Переплыть-то переплыву, да паспорт как же? Отрывной листочек?
И отрывной листочек — беда не велика. Оторву и съем. Вот и всё. Штемпель, штемпель о возвращении, вот что!
Штемпель надо будет подделать. Сделаю фальшивую казённую печать и приложу…
Господи! Что мне за мысли приходят! Мысли какие! Ведь этак, действительно, и до Сибири недалеко.
17-е августа.
Русский за сосиски 50 пфеннигов уплатил и уехал. А я сижу.
Хожу, на поезда смотрю, которые на милую родину идут. Кланяйтесь от меня отчизне.
Никогда я её не увижу! Никогда! Эмигрирую теперь в Америку! Сделаюсь изменником. Превращусь в кули. Имя даже переменю. Прощай, моя пенсия!

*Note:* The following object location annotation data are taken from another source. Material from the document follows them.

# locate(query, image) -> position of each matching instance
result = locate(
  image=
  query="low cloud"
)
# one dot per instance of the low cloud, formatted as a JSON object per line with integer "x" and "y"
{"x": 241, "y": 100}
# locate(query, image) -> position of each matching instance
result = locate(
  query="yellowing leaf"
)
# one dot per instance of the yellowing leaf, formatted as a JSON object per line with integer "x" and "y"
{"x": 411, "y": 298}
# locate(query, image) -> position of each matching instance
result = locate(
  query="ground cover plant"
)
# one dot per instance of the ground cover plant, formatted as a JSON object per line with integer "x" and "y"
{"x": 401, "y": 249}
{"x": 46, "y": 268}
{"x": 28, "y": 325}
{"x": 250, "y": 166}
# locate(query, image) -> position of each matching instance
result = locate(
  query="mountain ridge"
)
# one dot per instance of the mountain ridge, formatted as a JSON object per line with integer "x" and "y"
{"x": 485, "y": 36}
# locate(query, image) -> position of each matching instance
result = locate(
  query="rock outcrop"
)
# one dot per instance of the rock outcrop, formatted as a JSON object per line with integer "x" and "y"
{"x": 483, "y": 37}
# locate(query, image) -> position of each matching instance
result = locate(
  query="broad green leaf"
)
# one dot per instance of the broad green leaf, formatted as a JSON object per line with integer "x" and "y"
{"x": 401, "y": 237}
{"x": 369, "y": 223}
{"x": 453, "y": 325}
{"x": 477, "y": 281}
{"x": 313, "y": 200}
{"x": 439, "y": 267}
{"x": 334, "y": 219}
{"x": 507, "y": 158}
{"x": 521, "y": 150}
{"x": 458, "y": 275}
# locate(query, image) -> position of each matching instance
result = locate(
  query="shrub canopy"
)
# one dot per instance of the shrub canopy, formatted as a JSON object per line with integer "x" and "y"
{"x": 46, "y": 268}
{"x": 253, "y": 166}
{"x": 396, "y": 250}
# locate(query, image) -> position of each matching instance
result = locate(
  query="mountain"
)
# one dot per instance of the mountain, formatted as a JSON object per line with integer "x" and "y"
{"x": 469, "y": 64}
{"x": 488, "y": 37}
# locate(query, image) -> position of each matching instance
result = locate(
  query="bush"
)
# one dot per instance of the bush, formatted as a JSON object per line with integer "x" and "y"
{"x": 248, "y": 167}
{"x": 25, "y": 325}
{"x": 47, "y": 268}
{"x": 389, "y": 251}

Стою и плачу. А поезда-то мимо, мимо, а из окон-то книги, книги, да мне все в морду, в морду.
Поднял одну:
«Амур. Полное собрание русских порнографических стихотворений».
«Эротические поэмы Пушкина».
Ведь вот что люди за границей читают. А я-то? Э-эх!
За голову даже схватился и клок волос вырвал. Драть меня, старого дурака, некому.
«Воскресение!» А?
Положим, при мне ничего нет. Но завёл я с самого малолетства прескверное обыкновение во сне разговаривать.
Драли мало, — оттого.
Наяву-то я — как следует, но во сне бываю нескромен. Всё, что на уме, и говорю.
Жена-покойница не раз меня туфлей будила:
— Мерзавец, — говорит, — ты после таких рассуждений и больше ничего!
Вдруг как я во сне-то, да страницу-то из «Воскресения», да самую что ни на есть, — и бухну! А?
Выучить нешто наизусть неприличное стихотворение? Выучил.
Да ведь хорошо, если я его во сне прочту. А если я из «Воскресения».
— А-а! — соседи скажут.
Нет, не быть мне в отечестве! Никогда!
Вержболово, 18-го августа.
Как это случилось? Не знаю. Ума не приложу.
Сам не свой был.
В глазах помутилось, в голове отчаяние, во рту вдруг вкус щей.
Как на поезд сел, как переехал, как паспорт отдал, как вещи осматривали, — ничего не помню.
Помню только, что сосед меня за руку схватил:
— Что вы?! — говорит. — Что вы?! При публике-то ? Ведь здесь дамы?!
— А что? — говорю.
— Такие, — говорит, — стихи только в мужской компании читать и то затворившись. А вы во всё горло и при дамах.
Туман, всё туман.
И вдруг из этого тумана голос:
— Действительный статский советник Пупков.
Рученьки, ноженьки отнялись.
— Здесь! — бормочу. — Честь имею явиться…
— Ваш паспорт, ваше превосходительство, готов.
Ничего?
Да нет! Знаю я! Это нарочно! Это для конца берегут. Перед третьим звонком. Чтоб ошеломить.
Это система! Знаю систему! Сам на службе был!
Обыватель с властью редко в прикосновение приходит, — так надо его при прикосновении-то ошеломить, чтоб чувствовал.
В пробирную палатку, бывало, дамочка придёт. Фигли — мигли. Браслетик. Вертится.
Выходишь. И так любезно:
— Ваш, — спрашиваешь, — браслетик, сударыня?
— Ах, мой!
— С двумя сапфирчиками?
— Ах, — говорит, — с двумя сапфирчиками.
— И в середине брильянтик?
— Ах, и в середине брильянтик.
Тут и хватишь! Тон — лёд, взгляд — камень:
— Оная вещь вам возвращена не будет, ибо подлежит слому, на основании пункта такого-то, как заключающая в себе низкопробное золото. Браслет будет выдан вам в сломанном виде.
Чувствуй мою «любезность»! Будешь знать. как перед начальством тер-ле-те-те выстраивать.
Это система! Перед третьим звонком-то — и р-раз!
Решил напролом идти. Откуда уж и отчаянность взялась, — не знаю.